AWS Machine Learning Blog
Remote monitoring of raw material supply chains for sustainability with Amazon SageMaker geospatial capabilities
Deforestation is a major concern in many tropical geographies where local rainforests are at severe risk of destruction. About 17% of the Amazon rainforest has been destroyed over the past 50 years, and some tropical ecosystems are approaching a tipping point beyond which recovery is unlikely.
A key driver for deforestation is raw material extraction and production, for example the production of food and timber or mining operations. Businesses consuming these resources are increasingly recognizing their share of responsibility in tackling the deforestation issue. One way they can do this is by ensuring that their raw material supply is produced and sourced sustainably. For example, if a business uses palm oil in their products, they will want to ensure that natural forests were not burned down and cleared to make way for a new palm oil plantation.
Geospatial analysis of satellite imagery taken of the locations where suppliers operate can be a powerful tool to detect problematic deforestation events. However, running such analyses is difficult, time-consuming, and resource-intensive. Amazon SageMaker geospatial capabilities provide a new and much simpler solution to this problem. The tool makes it easy to access geospatial data sources, run purpose-built processing operations, apply pre-trained ML models, and use built-in visualization tools faster and at scale.
In this post, you will learn how to use SageMaker geospatial capabilities to easily baseline and monitor the vegetation type and density of areas where suppliers operate. Supply chain and sustainability professionals can use this solution to track the temporal and spatial dynamics of unsustainable deforestation in their supply chains. Specifically, the guidance provides data-driven insights into the following questions:
- When and over what period did deforestation occur – The guidance allows you to pinpoint when a new deforestation event occurred and monitor its duration, progression, or recovery
- Which type of land cover was most affected – The guidance allows you to pinpoint which vegetation types were most affected by a land cover change event (for example, tropical forests or shrubs)

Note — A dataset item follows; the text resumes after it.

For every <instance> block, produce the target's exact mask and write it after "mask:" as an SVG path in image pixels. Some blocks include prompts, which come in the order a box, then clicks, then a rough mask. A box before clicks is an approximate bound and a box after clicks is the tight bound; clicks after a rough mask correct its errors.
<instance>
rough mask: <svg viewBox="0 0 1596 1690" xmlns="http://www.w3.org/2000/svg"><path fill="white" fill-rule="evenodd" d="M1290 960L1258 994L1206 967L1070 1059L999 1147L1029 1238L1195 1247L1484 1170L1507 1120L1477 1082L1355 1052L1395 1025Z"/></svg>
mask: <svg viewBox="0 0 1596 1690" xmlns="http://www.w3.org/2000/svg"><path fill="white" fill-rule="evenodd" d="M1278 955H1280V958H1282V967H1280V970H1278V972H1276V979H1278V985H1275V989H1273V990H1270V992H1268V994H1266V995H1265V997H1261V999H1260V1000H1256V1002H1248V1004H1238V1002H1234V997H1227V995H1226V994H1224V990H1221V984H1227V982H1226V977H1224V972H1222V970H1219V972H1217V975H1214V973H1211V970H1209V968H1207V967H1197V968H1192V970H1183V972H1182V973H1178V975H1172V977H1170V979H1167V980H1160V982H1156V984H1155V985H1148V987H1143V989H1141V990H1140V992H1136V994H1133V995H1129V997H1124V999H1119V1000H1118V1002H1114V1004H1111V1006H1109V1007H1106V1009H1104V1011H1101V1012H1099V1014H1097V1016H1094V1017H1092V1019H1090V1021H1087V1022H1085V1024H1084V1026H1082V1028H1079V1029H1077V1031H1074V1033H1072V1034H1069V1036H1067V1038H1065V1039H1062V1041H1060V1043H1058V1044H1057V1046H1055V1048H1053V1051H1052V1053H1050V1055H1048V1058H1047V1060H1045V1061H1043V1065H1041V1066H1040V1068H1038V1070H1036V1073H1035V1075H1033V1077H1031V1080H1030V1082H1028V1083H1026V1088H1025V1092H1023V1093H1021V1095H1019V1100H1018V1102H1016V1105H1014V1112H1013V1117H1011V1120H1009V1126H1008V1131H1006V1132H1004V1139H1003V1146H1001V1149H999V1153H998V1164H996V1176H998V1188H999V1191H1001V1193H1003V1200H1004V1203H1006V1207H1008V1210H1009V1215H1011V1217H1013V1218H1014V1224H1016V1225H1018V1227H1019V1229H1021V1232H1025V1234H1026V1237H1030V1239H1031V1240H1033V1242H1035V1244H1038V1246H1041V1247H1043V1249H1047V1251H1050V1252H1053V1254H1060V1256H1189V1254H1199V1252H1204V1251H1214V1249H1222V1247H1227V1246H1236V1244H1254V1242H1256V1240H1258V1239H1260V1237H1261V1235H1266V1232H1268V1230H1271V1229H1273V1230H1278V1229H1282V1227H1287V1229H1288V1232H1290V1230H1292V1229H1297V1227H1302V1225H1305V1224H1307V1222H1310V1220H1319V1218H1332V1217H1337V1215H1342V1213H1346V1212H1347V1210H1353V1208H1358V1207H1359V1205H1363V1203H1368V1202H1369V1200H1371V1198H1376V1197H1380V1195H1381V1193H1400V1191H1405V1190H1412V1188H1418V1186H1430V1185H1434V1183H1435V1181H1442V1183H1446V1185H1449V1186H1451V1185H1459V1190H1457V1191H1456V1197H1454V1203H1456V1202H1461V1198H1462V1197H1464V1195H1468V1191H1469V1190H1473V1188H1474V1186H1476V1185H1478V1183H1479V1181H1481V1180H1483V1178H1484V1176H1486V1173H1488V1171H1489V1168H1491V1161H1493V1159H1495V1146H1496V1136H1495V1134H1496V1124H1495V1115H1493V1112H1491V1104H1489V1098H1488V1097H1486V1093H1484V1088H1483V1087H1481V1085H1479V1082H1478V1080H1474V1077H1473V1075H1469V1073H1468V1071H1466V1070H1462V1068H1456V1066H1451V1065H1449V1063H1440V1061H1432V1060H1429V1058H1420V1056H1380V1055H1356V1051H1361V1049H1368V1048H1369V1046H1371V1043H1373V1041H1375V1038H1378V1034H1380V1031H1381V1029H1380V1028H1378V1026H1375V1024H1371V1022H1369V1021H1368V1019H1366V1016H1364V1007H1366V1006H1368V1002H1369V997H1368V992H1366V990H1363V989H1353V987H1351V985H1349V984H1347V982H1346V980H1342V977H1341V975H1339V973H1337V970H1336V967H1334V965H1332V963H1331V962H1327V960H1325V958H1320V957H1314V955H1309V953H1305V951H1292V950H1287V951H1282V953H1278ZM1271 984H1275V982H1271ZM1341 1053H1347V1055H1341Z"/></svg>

- Where specifically did deforestation occur – Pixel-by-pixel comparisons between baseline and current satellite imagery (before vs. after) allow you to identify the precise locations where deforestation has occurred
- How much forest was cleared – An estimate on the affected area (in km2) is provided by taking advantage of the fine-grained resolution of satellite data (for example, 10mx10m raster cells for Sentinel 2)
Solution overview
The solution uses SageMaker geospatial capabilities to retrieve up-to-date satellite imagery for any area of interest with just a few lines of code, and apply pre-built algorithms such as land use classifiers and band math operations. You can then visualize results using built-in mapping and raster image visualization tooling. To derive further insights from the satellite data, the guidance uses the export functionality of Amazon SageMaker to save the processed satellite imagery to Amazon Simple Storage Service (Amazon S3), where data is cataloged and shared for custom postprocessing and analysis in an Amazon SageMaker Studio notebook with a SageMaker geospatial image. Results of these custom analyses are subsequently published and made observable in Amazon QuickSight so that procurement and sustainability teams can review supplier location vegetation data in one place. The following diagram illustrates this architecture.
The notebooks and code with a deployment-ready implementation of the analyses shown in this post are available at the GitHub repository Guidance for Geospatial Insights for Sustainability on AWS.
Example use case
This post uses an area of interest (AOI) from Brazil where land clearing for cattle production, oilseed growing (soybean and palm oil), and timber harvesting is a major concern. You can also generalize this solution to any other desired AOI.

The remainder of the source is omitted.